Under the influence of feudal ideas and the growth of the modern views as to ownership of land, the chiefs and other lords of clans claimed in modern times the right of best owing the tribe-land as turcrec, instead of stock, and receiving rent not for cattle and other chattels as in former times, but proportionate to the extent of land given to them. The turcrec-land seems to have been at first given upon the same terms as turcrec-stock, but gradually a system of short leases grew up; sometimes, too, it was given on mortgage. In the Highlands of Scotland ceiles who received turcrec-land were called “taksmen.” On the death of the chief or lord, his successor either bestowed the land upon the same person or gave it to some other relative. In this way in each generation new families came into possession of land, and others sank into the mass of mere tribesmen. Sometimes a “taksman” succeeded in acquiring his land in perpetuity, by gift, marriage or purchase, or even by the “strong hand.” The universal prevalence of exchangeable allotments, or the rundale system, shows that down to even comparatively modern times some of the land was still recognized as the property of the tribe, and was cultivated in village communities.

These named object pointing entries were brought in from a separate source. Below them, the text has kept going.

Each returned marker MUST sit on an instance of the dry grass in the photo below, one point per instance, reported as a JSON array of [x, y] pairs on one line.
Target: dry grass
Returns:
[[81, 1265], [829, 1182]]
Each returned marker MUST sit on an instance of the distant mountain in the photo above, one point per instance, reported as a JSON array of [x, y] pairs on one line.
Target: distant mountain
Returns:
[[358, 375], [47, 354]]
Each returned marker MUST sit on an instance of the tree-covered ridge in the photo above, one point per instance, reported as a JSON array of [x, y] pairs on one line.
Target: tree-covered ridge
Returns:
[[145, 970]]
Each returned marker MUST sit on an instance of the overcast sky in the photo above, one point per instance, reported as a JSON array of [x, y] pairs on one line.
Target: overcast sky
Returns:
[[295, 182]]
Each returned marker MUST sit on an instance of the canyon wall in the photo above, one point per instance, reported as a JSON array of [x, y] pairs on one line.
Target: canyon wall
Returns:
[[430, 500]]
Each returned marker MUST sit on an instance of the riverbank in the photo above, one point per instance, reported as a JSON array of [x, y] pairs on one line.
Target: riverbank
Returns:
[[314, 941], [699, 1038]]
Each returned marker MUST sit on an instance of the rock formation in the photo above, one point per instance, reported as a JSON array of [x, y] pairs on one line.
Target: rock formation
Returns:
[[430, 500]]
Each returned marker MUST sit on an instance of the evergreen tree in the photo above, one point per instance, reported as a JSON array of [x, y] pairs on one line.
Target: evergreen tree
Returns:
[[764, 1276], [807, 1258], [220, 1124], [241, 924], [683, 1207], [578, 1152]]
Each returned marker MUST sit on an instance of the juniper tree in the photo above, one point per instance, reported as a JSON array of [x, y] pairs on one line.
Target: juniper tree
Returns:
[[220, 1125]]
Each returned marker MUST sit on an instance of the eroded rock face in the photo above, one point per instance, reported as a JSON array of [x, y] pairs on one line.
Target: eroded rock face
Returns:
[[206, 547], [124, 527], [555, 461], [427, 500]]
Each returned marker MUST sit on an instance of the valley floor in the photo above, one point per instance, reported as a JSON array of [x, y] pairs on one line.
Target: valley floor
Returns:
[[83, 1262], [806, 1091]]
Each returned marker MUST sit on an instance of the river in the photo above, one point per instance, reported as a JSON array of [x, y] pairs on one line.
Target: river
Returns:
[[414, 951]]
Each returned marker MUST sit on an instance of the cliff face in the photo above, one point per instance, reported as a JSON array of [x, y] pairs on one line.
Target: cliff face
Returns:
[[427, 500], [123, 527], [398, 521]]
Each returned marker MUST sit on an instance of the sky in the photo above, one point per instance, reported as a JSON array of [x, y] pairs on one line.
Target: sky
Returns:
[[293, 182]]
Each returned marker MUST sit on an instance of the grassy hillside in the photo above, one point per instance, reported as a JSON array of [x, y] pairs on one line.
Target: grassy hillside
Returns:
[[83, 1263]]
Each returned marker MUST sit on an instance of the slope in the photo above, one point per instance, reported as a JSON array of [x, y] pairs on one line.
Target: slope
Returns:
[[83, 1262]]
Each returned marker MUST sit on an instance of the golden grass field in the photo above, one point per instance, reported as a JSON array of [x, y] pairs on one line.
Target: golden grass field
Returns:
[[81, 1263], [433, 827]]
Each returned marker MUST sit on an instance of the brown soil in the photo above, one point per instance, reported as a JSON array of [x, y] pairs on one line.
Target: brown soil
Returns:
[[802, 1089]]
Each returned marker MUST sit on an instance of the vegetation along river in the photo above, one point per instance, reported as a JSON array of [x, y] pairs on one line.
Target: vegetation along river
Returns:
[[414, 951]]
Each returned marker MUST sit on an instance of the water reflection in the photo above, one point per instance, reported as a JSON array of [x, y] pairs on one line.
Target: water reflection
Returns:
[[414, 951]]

The chief governed the clan by the aid of a council called the sabaid (sab, a prop), but the chief exercised much power, especially over the miscellaneous body of non-tribesmen who lived on his own estate. This power seems to have extended to life and death. Several of the flaiths, perhaps, all heads of septs, also possessed somewhat extensive powers of the same kind.
The Celtic dress, at least in the middle ages, consisted of a kind of shirt reaching to a little below the knees called a lenn, a jacket called an inar, and a garment called a brat, consisting of a single piece of cloth. This was apparently the garb of the aires, who appear to have been further distinguished by the number of colours in their dress, for we are told that while a slave had clothes of one colour, a rég tuatha, or chief of a tribe, had five, and an ollamh and a superior king six. The breeches was also known, and cloaks with a cowl or hood, which buttoned up tight in front. The lenn is the modern kilt, and the brat the plaid, so that the dress of the Irish and Welsh in former times was the same as that of the Scottish Highlander.
By the abolition of the heritable jurisdiction of the Highland chiefs, and the general disarmament of the clans by the acts passed in 1747 after the rebellion of 1745, the clan system was practically broken up, though its influence still lingers in the more remote districts. An act was also passed in 1747 forbidding the use of the Highland garb; but the injustice and impolicy of such a law being generally felt it was afterwards repealed. (W. K. S.)
- The following account of the Irish clan-system differs in some respects from that in the article on Brehon Laws (q.v.); but it is retained here in view of the authority of the writer and the admitted obscurity of the whole subject. (Ed. E. B.)
- The explanation here given of geilfine is different from that given in the introduction to the third volume of the Ancient Laws of Ireland, which was followed by Sir H. S. Maine in his account of it in his Early History of Institutions, and which the present writer believes to be erroneous.
- It should also be mentioned that illegitimacy was not a bar. The issue of “handfast” marriages in Scotland were eligible to be chiefs, and even sometimes claimed under feudal law.
- This office is of considerable importance in connexion with early Scottish history. In the Irish annals the ríg, or chief of a great tribe (mor tuath), such as of Ross, Moray, Marr, Buchan, &c., is called a mor maer, or great maer. Sometimes the same person is called king also in these annals. Thus Findlaec, or Finlay, son of Ruadhri, the father of Shakespeare’s Macbeth, is called king of Moray in the Annals of Ulster, and mor maer in the Annals of Tighernach. The term is never found in Scottish charters, but it occurs in the Book of the Abbey of Deir in Buchan, now in the library of the university of Cambridge. The Scotic kings and their successors obviously regarded the chiefs of the great tribes in question merely as their maers, while their tribesmen only knew them as kings. From these “mor-maerships,” which corresponded with the ancient mor tuatha, came most, if not all, the ancient Scottish earldoms.